Há mais ou menos um ano,
choviam pedras por aqui. Cada uma delas atingiu em cheio o ponto mais dolorido do corpo humano.
Dias, semanas, meses passam e as varrem embora. Ficam só as cicatrizes que doem um bocado sempre que cutucadas. Apesar disso, o tempo parece fazer crer que pedras não vão atingir exatamente os mesmos pontos de outrora, afinal, qual seria a razão para isso? Aquelas pedras já nos ensinaram o que deveria ser ensinado. Ou não?
Parece que não. Pedras caem de novo e, de novo, fica-se a espreita, procurando se, em alguma delas, não está gravada lição a ser aprendida.

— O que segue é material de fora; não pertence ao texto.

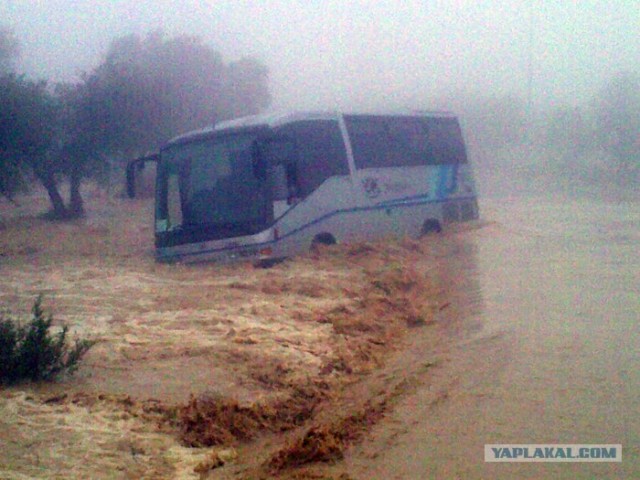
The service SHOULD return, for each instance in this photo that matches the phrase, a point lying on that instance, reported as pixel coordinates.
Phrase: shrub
(32, 352)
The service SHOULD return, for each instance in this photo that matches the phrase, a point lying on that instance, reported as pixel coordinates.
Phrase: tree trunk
(76, 205)
(49, 182)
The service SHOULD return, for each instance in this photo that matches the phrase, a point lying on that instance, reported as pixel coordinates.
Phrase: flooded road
(544, 336)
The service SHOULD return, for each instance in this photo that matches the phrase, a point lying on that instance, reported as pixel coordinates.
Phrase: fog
(358, 54)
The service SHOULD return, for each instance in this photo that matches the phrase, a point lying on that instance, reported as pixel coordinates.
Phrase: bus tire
(430, 226)
(322, 239)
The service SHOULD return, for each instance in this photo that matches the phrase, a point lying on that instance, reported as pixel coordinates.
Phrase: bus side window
(319, 154)
(279, 154)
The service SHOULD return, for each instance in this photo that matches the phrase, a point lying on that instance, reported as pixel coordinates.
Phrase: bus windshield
(208, 188)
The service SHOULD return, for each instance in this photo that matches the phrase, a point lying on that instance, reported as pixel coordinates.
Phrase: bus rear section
(269, 187)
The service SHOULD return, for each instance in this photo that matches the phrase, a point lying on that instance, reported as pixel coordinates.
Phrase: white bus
(266, 187)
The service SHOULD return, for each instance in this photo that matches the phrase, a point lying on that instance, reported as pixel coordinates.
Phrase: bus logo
(371, 187)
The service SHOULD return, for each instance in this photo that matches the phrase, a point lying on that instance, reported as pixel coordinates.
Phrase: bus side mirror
(258, 162)
(278, 183)
(131, 179)
(132, 166)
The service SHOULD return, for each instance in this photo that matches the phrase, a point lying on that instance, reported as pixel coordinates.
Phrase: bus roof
(282, 118)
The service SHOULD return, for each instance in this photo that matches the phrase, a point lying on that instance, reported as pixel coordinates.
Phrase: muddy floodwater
(542, 346)
(402, 359)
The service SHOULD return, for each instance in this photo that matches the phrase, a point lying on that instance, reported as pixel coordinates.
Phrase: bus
(266, 187)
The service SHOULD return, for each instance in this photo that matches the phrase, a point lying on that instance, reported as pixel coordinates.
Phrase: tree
(146, 91)
(618, 121)
(9, 50)
(28, 125)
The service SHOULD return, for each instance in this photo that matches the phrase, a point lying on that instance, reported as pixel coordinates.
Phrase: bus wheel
(322, 239)
(430, 226)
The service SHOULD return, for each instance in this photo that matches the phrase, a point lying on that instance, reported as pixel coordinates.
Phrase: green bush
(32, 352)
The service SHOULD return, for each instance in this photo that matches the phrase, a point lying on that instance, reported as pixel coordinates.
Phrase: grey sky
(326, 54)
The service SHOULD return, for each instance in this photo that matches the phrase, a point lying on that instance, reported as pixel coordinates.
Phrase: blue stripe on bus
(406, 202)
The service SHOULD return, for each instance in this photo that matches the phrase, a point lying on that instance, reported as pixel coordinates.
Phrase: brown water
(540, 345)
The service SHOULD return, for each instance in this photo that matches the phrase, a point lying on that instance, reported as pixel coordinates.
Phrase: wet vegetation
(32, 352)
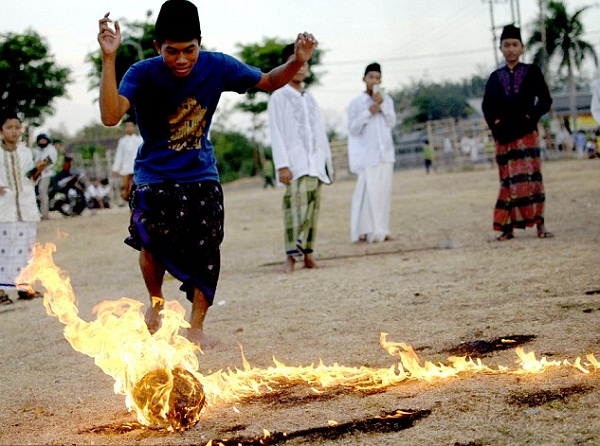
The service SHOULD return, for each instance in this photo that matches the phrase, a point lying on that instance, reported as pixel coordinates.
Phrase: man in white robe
(371, 156)
(302, 158)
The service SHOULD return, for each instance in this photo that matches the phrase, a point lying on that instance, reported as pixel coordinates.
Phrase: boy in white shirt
(303, 162)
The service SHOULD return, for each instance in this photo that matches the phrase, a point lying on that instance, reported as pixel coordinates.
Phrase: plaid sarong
(182, 226)
(521, 199)
(301, 203)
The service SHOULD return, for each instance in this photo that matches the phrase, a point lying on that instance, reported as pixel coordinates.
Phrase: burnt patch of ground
(485, 348)
(384, 423)
(541, 397)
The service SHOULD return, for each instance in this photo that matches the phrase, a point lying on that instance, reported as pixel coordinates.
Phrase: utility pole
(544, 43)
(494, 38)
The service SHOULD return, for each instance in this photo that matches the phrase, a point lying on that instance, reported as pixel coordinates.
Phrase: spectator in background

Eu sou só um menino pobre do interior sozinho em um apartamento assustador, cercado por uma cidade assustadora cheia de pessoas assustadoras. Por alguma razão, aparentemente, me cobram ser mais que isso e, mesmo as coisas mais simples da vida, não acontecem sem uma ponta de dor. A vida não dá trégua em nenhum aspecto.
A
oração não foi atendida. O
vazio, que prometia ir embora, parece que vai ser, agora, permanente. Melhor dizendo, o vazio está preenchido com as pedras. Com o tempo, vamos ajeitando-as, colocando-as nos cantinhos, jogando-as lá para fora - torcendo para que não caiam na cabeça de alguém - e aí fica só o vazio.
E o vazio, na certa, não é tão desconfortável. Desconfortáveis mesmo são as pedras, cheias de pontas duras que espetam e nos lembram das ausências sentidas. "Sentir" falta não é só uma construção linguística. Há faltas que, efetivamente, sentimos em cada osso de nosso corpo. Construamos, então, de novo, o vazio.
Machucado, cheio de dores, é impossível não pensar que seria melhor não acordar amanhã. Hoje, amanhã, depois de amanhã, por semanas, meses, não vai haver força para ir adiante. Mas é preciso ir adiante, não é? Há prazos, trabalhos a serem finalizados, e todos querem ver seu sorriso, todos querem ver seu otimismo, todos querem dizer "é assim mesmo" e você quer, desesperadamente, aceitar que sim, é assim mesmo.
Hoje, é difícil saber o que fazer com a dor - então, tento fazer um texto bonito e triste. Amanhã, meus pais vão me ligar preocupados, eu não vou saber explicar. Então, deixo aqui uma explicação que não foi dada por mim, mas por uns caras que eu abri mão de conhecer neste fim de semana, na esperança de que já conhecia o suficiente para mim:
Amanhã, além de não saber explicar, eu vou ajudar minha irmã com afazeres acadêmicos, vou, com coração aberto, comprar o jornal - mesmo que nele escrevam pessoas descuidadas, bem ao estilo Buchanan, que conseguem coisas lindas, jogam-nas impunemente fora e a respeito das quais falamos mal
aqui, sem ninguém entender. Pessoas descuidadas que deixam os Pachecos com coração partido, Pachecos que tentaram e que nunca vão ter o que tiveram os Buchanans.
Amanhã, apesar de não saber explicar, será o primeiro dia de recolher pedras, será o primeiro dia sem esperança de que o silêncio seja quebrado, será o primeiro dia da certeza de que é no vazio que devemos ficar.
Amanhã, vou, sim, corajosamente, comprar o jornal. Vou com o peito aberto, tentando assimilar as lições a serem aprendidas. Vou com dor imensa, mas com esperança que se repitam dias
assim e
assim.
Amanhã, meu único desejo vai ser que o dia acabe. Mas há prazos para cumprir, trabalhos a serem acabados - tomara que eles não acabem comigo - e, de um jeito ou de outro, o passo a frente tem que ser dado.
Amanhã, vou olhar para mim mesmo e lembrar dos dias que vi estrelas no céu, mesmo em uma cidade tão cheia de luzes artificiais. Amanhã, vou olhar para mim mesmo e lembrar a razão por quê fiz tudo isso. Vou saber que é a única razão possível.